In a world where trend-following is more prevalent than trend-setting, people (especially younger kids) are particularly impressionable. “Molly”, which is a more potent form of the drug ecstasy mixed with liquid heroin, has been glamorized in hip-hop music as of late. Kanye West, Rick Ross, and Soulja Boy are some of the many other rappers who brought the drug to the mainstream, but Trinidad James takes things to another level. Not only does he dignify usage of the drug (“popped a molly”), he also jokes about the drug’s deadly aftermath (“I’m sweatin’, woo”). Actress Meagan Good recently took to Twitter to express her disdain with the verse by discussing said side effects.
While the tweet caused an outrage from users of the drug, it also spawned heavy fan support from intellectual music listeners who realize how wrong it really is.

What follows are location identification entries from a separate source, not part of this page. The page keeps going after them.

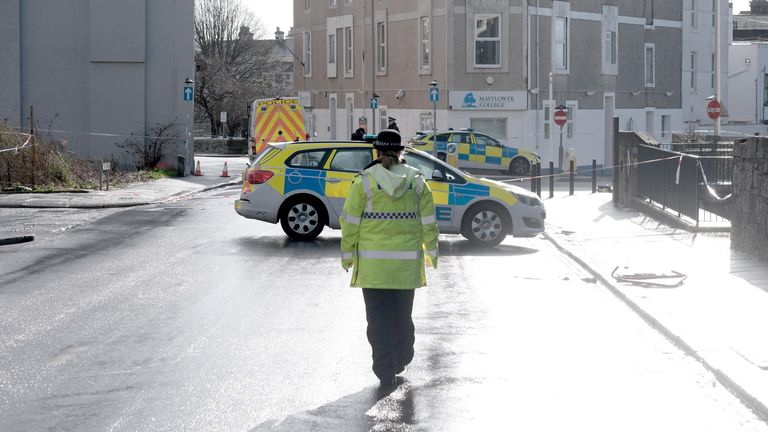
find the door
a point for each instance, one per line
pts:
(343, 165)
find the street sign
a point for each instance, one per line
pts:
(434, 94)
(713, 109)
(561, 117)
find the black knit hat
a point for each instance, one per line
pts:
(388, 140)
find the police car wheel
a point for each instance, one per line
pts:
(302, 219)
(519, 166)
(485, 225)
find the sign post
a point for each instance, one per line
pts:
(713, 109)
(560, 117)
(434, 97)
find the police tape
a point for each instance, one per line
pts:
(587, 171)
(17, 148)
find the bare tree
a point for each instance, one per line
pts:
(232, 62)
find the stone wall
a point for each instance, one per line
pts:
(225, 146)
(749, 224)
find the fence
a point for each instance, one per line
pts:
(693, 188)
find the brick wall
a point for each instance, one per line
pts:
(749, 224)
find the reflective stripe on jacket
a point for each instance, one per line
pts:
(388, 228)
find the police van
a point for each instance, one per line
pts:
(274, 120)
(303, 186)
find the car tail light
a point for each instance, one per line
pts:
(259, 176)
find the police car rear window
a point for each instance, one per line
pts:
(308, 159)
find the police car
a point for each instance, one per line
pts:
(476, 150)
(302, 185)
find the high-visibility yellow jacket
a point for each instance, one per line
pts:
(388, 228)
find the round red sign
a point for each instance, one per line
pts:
(561, 117)
(713, 109)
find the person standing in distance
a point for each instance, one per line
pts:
(389, 233)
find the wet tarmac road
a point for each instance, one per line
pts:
(185, 316)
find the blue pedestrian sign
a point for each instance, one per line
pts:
(434, 94)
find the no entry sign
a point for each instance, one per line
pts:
(561, 117)
(713, 109)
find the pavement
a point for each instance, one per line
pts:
(709, 300)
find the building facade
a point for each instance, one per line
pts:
(502, 67)
(100, 73)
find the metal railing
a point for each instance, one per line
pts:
(688, 186)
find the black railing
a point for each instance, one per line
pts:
(686, 185)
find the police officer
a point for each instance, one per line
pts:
(389, 233)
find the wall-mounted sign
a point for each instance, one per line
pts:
(487, 100)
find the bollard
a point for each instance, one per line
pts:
(594, 175)
(181, 164)
(551, 179)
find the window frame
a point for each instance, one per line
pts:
(337, 151)
(307, 53)
(349, 52)
(560, 62)
(381, 47)
(320, 165)
(425, 43)
(496, 40)
(650, 81)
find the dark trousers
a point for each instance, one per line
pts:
(390, 329)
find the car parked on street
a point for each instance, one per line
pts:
(475, 150)
(302, 185)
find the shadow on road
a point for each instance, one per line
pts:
(372, 408)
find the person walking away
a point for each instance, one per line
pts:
(389, 233)
(358, 135)
(393, 124)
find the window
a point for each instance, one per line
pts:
(765, 90)
(610, 47)
(487, 40)
(425, 121)
(694, 23)
(650, 65)
(428, 166)
(381, 47)
(424, 55)
(353, 160)
(348, 52)
(331, 49)
(307, 54)
(561, 43)
(693, 71)
(307, 159)
(610, 27)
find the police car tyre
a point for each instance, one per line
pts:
(302, 218)
(519, 166)
(485, 224)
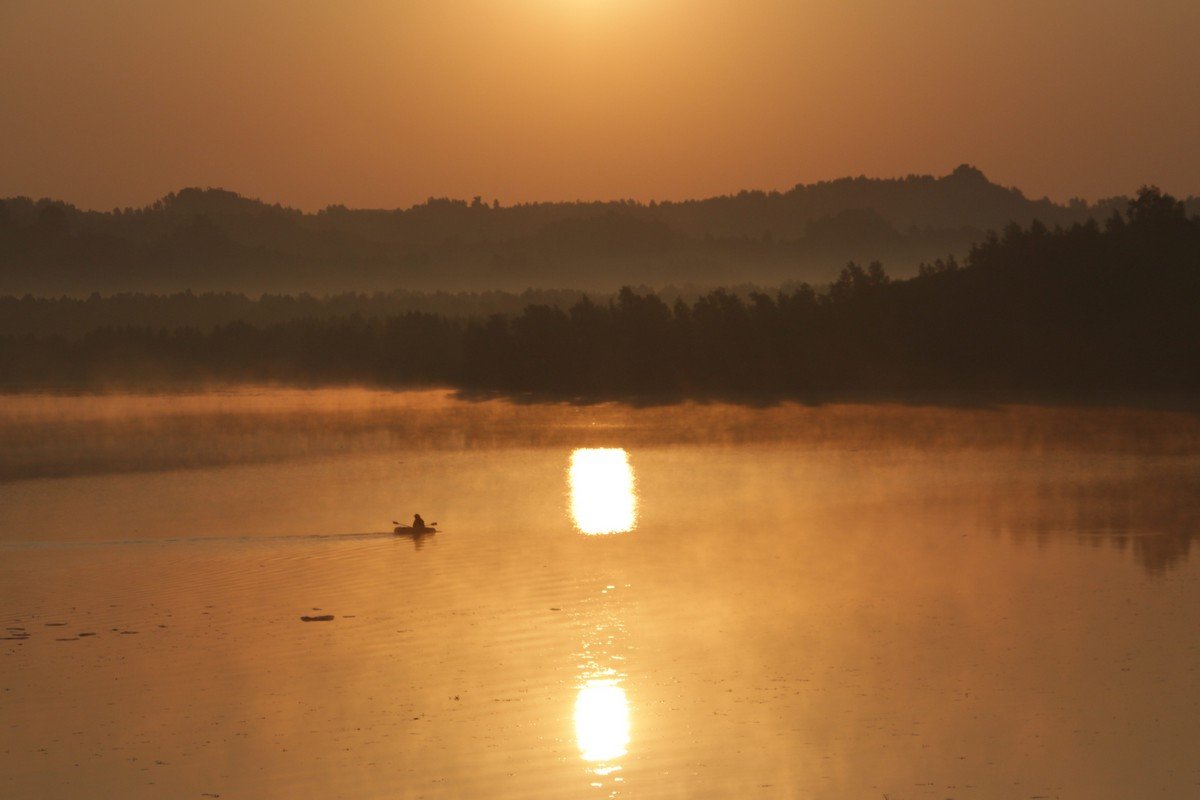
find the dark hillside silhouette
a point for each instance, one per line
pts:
(1089, 312)
(211, 240)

In my rare case, the only celebrity I’ll trend-follow for is Katy Perry. Not all people share my sentiments and if they did, they would be trying to get high off cotton candy, whip cream, and cupcakes. But I’m sure if Riri started snorting Ajax or if Lil’ Wayne rapped about #cloroxcocktails, there would be some people (including children) intrigued enough to try it. The fact that Trinidad James, a newly signed Def Jam artist, is getting paid $2 million to make an album (aptly titled ‘Don’t Be S.A.F.E.’) is disheartening for our American youth. Instead of older days when youth looked up to being doctors, basketball players, or the President of the United States, they now look up to deadly drug users – which I collectively group under one word: crackheads. When a drug has side effects that include permanent brain damage, severe psychosis, and death, it’s something I don’t want to be around. I’ve seen many other drugs destroy my friends, but I’m not letting any chick come between my own life and death. When said drug is glamorized and I’m expected to support it through purchasing music, not only is that #crackheadthinking, it’s also #crackheadbehavior. Putting an intellectual grasp into the short- and long-term effects of any drug must be done before simply “popping” your whole life away.
For those that may still believe in such drug usage, I leave you with a quote from the film ‘Sparkle’: “we have to see you in the natural daylight to determine if you’d be a fit for our image”.